Gewerkschaftsarbeit besitzt, so die Vertreterin der Linken Liste, ihre prinzipielle politische Beschränkung daher auch in der Verteidigung der Arbeit. Es könne ihr letztlich nur darum gehen, die Arbeitskraft besser zu verkaufen. Daher stehe die Gewerkschaftsarbeit radikaler Politik entgegen. In den klassischen Aufgaben einer Gewerkschaft: Streiks organisieren, die finanziell durch Streikkassen gedeckt sind, Tarifverträge aushandeln, Lohnerhöhungen durchsetzen, sieht die Linke Liste den unter_bau als (noch) nicht handlungsfähig. Da dieser sich auf die Goethe-Universität beschränkt, könne der unter_bau aufgrund der damit einhergehenden niedrigen Mitgliederzahlen wohl auch in Zukunft keine Handlungsmacht als Gewerkschaft aufbauen.

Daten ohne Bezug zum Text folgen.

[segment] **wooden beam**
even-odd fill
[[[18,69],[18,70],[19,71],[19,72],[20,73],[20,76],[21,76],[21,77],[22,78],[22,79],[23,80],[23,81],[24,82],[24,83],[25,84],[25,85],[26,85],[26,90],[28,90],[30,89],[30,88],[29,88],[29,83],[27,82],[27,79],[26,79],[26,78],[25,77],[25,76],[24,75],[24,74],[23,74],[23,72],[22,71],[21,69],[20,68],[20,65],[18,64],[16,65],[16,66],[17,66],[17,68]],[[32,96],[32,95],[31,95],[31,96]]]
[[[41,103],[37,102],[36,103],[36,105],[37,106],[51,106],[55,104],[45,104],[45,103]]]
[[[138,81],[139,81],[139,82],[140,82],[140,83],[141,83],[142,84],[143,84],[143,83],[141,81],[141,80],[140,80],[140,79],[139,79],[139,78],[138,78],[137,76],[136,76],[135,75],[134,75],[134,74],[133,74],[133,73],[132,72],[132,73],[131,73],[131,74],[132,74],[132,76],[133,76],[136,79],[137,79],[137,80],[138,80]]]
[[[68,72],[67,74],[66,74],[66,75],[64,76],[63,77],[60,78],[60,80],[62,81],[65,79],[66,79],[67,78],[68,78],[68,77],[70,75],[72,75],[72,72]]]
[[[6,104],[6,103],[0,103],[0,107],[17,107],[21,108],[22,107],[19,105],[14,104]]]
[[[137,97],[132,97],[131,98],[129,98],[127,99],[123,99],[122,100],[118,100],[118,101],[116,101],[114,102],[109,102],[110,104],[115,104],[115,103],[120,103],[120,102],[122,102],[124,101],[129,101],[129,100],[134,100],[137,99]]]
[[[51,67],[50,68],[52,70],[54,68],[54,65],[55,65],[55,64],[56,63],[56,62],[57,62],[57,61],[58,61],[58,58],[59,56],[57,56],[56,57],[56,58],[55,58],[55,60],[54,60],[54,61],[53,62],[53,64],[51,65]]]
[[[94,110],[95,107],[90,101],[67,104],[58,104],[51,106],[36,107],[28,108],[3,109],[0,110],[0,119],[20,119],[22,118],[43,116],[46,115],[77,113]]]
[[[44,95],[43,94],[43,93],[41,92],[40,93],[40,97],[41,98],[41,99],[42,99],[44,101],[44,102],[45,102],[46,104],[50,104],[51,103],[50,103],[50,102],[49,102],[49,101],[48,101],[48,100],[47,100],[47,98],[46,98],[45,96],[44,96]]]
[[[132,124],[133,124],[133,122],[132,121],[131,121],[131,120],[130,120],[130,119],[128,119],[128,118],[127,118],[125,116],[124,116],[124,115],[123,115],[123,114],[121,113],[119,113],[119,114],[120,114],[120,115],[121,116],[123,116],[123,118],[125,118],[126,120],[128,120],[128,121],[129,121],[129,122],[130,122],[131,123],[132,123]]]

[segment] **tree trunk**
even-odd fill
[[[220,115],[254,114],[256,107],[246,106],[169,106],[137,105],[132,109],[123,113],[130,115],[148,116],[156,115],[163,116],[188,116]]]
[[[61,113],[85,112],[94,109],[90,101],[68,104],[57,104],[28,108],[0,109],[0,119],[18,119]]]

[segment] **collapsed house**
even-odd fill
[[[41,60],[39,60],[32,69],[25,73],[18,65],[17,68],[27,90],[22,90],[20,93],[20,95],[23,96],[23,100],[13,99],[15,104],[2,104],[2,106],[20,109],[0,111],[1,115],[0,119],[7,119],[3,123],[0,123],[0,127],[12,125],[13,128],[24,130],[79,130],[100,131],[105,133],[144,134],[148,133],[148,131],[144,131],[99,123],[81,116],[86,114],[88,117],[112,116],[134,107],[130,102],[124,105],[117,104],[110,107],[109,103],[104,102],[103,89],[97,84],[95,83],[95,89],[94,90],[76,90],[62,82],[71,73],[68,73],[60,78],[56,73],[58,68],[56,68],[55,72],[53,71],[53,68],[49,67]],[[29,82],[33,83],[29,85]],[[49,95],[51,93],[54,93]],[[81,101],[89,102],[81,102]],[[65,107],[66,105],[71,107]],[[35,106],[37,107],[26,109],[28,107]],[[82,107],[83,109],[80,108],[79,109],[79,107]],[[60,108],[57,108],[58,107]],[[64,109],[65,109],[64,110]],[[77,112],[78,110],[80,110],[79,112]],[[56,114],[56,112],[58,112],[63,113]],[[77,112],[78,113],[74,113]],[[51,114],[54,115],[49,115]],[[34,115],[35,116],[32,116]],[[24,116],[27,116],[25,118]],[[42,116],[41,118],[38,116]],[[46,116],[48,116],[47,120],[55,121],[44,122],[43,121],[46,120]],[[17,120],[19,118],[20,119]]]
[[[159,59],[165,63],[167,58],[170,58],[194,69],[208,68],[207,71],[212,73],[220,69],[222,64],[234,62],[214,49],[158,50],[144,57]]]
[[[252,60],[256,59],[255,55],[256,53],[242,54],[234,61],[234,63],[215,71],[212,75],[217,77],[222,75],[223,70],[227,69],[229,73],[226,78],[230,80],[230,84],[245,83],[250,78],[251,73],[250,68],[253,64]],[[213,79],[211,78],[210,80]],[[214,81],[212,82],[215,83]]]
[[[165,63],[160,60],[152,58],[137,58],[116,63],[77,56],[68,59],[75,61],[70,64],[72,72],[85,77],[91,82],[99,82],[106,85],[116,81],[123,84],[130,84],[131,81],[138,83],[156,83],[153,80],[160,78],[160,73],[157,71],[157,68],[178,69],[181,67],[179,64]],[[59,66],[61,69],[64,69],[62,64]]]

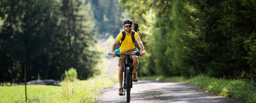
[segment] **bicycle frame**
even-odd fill
[[[132,60],[130,58],[130,57],[129,55],[127,55],[126,56],[126,62],[125,64],[124,64],[123,65],[124,66],[124,69],[123,69],[123,72],[124,73],[124,84],[123,84],[123,88],[125,89],[126,89],[126,76],[130,76],[130,86],[131,86],[131,88],[132,88],[132,85],[133,85],[133,80],[132,80],[132,73],[130,73],[130,75],[126,75],[126,68],[127,67],[129,67],[130,68],[130,72],[132,73],[132,72],[133,70],[133,60]],[[125,93],[125,92],[124,92]],[[125,94],[124,94],[124,95],[125,95]]]

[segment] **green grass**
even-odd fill
[[[204,91],[233,98],[242,103],[256,103],[256,83],[239,80],[226,80],[211,78],[203,75],[190,79],[181,77],[166,77],[151,76],[143,79],[187,82]]]
[[[64,95],[63,86],[43,85],[27,86],[27,98],[29,102],[34,99],[45,103],[86,102],[96,100],[98,93],[95,91],[113,85],[115,80],[106,77],[95,77],[86,80],[68,83],[68,95]],[[20,103],[25,102],[24,85],[0,87],[0,103]]]
[[[102,53],[94,70],[94,76],[86,80],[76,80],[73,82],[64,81],[63,86],[28,85],[27,100],[28,102],[43,103],[93,103],[99,93],[95,92],[112,86],[116,80],[106,76],[109,66],[104,54],[105,49],[99,44],[94,50]],[[34,99],[37,98],[37,101]],[[24,103],[25,86],[0,86],[0,103]]]

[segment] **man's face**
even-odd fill
[[[123,28],[127,32],[130,33],[132,30],[132,24],[125,24],[123,26]]]

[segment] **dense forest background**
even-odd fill
[[[93,75],[99,34],[138,23],[145,55],[139,76],[256,80],[256,1],[0,0],[0,83]]]
[[[256,80],[255,0],[119,2],[141,24],[141,75]]]
[[[99,34],[119,32],[117,0],[0,0],[0,83],[93,75]]]

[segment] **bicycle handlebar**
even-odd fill
[[[106,53],[106,54],[108,54],[107,53]],[[120,57],[122,56],[121,55],[124,55],[124,56],[130,56],[132,55],[135,55],[136,56],[142,56],[142,55],[140,55],[140,53],[136,53],[134,54],[116,54],[115,56],[117,56],[117,57]]]

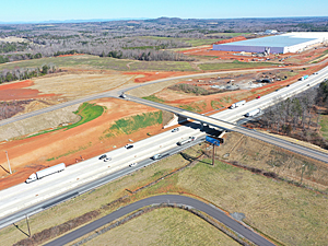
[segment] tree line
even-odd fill
[[[280,98],[278,97],[277,101]],[[324,81],[318,89],[309,89],[267,108],[258,122],[261,128],[269,129],[271,132],[288,134],[328,148],[328,141],[318,133],[320,114],[327,112],[328,81]]]
[[[39,68],[28,69],[14,69],[14,70],[2,70],[0,72],[0,84],[3,82],[11,82],[15,80],[28,80],[34,77],[45,75],[57,72],[58,69],[54,65],[44,65]]]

Auch die politische Idee des unter_baus, die Transformation der Hochschule in eine rätedemokratisch organisierte Institution, verkenne die Interessengegensätze innerhalb der Studierendenschaft: gerade das basisdemokratische Prinzip muss auf eine Mehrheit der Studierenden setzen – diese sei aber konservativ, national und bürgerlich. Daher sei die Idee einer basisdemokratischen Organisierung letztlich apolitisch und in diesem Sinne versäume es der unter_bau, die Universität als unversöhnlichen Ort zu begreifen, an dem die Konfliktlinien nicht zwischen dem Präsidium als Arbeitergeber und allen anderen als Lohnabhängigen verlaufen; stattdessen müsse die Konfliktlinie zwischen einer linken, kommunistischen und einer bürgerlichen liberalen Position gezogen werden. Die Universität auf einen Ort von Lohnabhängigkeit zu reduzieren, verkenne gerade, worin sie sich als politischer Raum auszeichne: durch den Kampf um die Theorie.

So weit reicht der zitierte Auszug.